According to data from a local exchange, the share of Australians possessing cryptocurrency has declined this year compared to the past year. In 2021, approximately 29% of the local population was hodling crypto, whereas the percentage for this year has deteriorated to 25.6%.
Experts have cited reasons like the prolonged bear phase, which has dominated the majority of this year, to be one of the reasons behind the decreased interest. There has been a significant decline in the global cryptocurrency market capitalization this year, as the values in November 2021 were around $3 trillion compared to $850 billion as of writing.
However, crypto’s popularity has hit its bright spot among the younger demographic groups. Figures reveal that amongst the participants involved, those lying in the age group 25-34, about 40% have admitted to having some crypto ownership. For the participants over 65 years, less than 10% admitted to having invested in crypto.

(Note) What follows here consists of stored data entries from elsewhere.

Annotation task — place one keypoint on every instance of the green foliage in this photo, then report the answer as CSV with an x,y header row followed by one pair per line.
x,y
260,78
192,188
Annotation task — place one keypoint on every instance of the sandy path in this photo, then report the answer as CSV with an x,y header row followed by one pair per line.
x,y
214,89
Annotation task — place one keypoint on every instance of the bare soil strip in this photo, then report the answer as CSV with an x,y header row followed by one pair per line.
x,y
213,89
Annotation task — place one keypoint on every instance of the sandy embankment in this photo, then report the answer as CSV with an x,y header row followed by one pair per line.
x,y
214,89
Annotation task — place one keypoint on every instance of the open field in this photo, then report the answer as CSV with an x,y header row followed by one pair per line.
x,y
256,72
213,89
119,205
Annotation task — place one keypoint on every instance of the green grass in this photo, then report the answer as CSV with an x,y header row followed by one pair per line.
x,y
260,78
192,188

Regarding crypto awareness, Australians have shown high value, as only 8% admitted to being utterly unaware of digital currencies. About 91% admitted to being aware of crypto, amongst which all were acquainted with Bitcoin, whereas 42.9% knew about Ethereum. Hence, Bitcoin was awarded as the most recognized digital currency, followed by Ethereum, Dogecoin, Ripple, Cardano, Solana, and Tether.

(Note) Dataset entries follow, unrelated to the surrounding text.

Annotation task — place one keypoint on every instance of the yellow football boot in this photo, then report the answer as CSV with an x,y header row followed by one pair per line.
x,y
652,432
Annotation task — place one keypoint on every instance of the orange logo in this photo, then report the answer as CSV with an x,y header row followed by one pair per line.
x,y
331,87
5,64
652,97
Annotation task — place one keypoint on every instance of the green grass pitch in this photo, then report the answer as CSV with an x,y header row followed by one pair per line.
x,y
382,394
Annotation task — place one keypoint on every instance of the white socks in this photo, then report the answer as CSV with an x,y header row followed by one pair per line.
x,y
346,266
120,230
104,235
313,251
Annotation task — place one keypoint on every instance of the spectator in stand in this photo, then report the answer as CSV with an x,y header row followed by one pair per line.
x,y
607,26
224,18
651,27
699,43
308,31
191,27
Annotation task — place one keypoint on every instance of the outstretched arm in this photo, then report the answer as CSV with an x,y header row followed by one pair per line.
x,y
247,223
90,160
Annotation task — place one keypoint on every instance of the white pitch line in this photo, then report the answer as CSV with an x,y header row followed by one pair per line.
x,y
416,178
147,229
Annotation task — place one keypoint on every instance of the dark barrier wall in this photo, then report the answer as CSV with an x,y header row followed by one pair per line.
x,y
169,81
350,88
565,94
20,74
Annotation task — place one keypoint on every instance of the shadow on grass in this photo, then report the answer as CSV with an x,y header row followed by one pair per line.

Among the participants involved in the survey, the ones owning the crypto were found to be bullish on Bitcoin’s future valuation compared to the non-hodlers. The responses recorded revealed that about 5% of the ones owning it believed it to be worth $0 by 2030, whereas 18.1% predicted it to be trading between $100,000-$250,000.
About 28.4% of the non-crypto holding population believed the prices to touch $0, whereas about 10.4% could foresee it crossing the $100K levels.

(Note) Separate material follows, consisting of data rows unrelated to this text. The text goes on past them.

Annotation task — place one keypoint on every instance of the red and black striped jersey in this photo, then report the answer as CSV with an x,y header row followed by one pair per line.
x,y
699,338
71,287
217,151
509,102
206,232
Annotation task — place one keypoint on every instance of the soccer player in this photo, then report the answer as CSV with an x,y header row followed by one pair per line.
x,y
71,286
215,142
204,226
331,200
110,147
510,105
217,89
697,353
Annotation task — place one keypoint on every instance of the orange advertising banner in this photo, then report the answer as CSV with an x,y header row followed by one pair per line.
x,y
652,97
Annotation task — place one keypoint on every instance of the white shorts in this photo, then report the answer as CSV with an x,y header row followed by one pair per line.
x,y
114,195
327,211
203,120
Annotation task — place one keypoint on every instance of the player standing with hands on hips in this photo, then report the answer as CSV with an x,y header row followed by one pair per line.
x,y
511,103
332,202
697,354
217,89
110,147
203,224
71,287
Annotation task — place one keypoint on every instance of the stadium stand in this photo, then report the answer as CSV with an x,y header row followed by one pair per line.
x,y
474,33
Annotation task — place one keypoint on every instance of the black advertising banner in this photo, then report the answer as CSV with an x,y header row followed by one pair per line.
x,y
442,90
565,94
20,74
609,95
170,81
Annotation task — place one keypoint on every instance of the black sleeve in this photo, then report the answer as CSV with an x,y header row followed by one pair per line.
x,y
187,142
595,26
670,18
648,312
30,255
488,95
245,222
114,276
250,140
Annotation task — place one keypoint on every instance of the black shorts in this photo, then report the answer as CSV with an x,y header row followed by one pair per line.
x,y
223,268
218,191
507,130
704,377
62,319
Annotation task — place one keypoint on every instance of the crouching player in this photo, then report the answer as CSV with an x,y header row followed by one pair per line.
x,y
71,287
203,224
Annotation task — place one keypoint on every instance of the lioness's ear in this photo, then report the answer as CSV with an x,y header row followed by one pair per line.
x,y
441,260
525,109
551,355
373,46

There has been an increase in locals believing Bitcoin to be a store of value as compared to the past years. About 21% of the total participants this year believed it to be a store of value compared to 18% in 2019. Also, about 30% believed that the world’s leading digital asset could be considered an investment asset, compared to 25% believers of this metric in 2021 and about 20% in 2019.
Earlier this year, the Australian financial regulator ASIC also conducted a study involving 1,053 citizens at least 18 years old and engaged in trading in securities, derivatives, or cryptocurrencies between March 2020 and November 2021. According to the study, 44% of individuals asked said they owned cryptocurrency, making it the second most popular financial option.
During their electoral campaigning, the Australian government in power, i.e., the Labor Party, also vowed to be extra vigilant and pay special attention to the local cryptocurrency industry. However, their prime minister Anthony Albanese acknowledged implementing a framework that would provide an amiable scope of innovation while addressing the widespread concern of regulation enforcement.
Philip Lowe, governor of the Australian Central Bank, also opined that a private sector solution for crypto is a better option but needs to fulfill one condition. Regulators and regulatory actions must mitigate all risks.
In August this year, as an initial step in determining which cryptocurrency assets to regulate and how, Treasurer Jim Chalmers announced that his office would carry out “token mapping,” or cataloging of the different types and applications of digital currency possessed within the nation. In October, the country also revealed its intention to treat Bitcoin as a digital asset and not tax it as a foreign currency.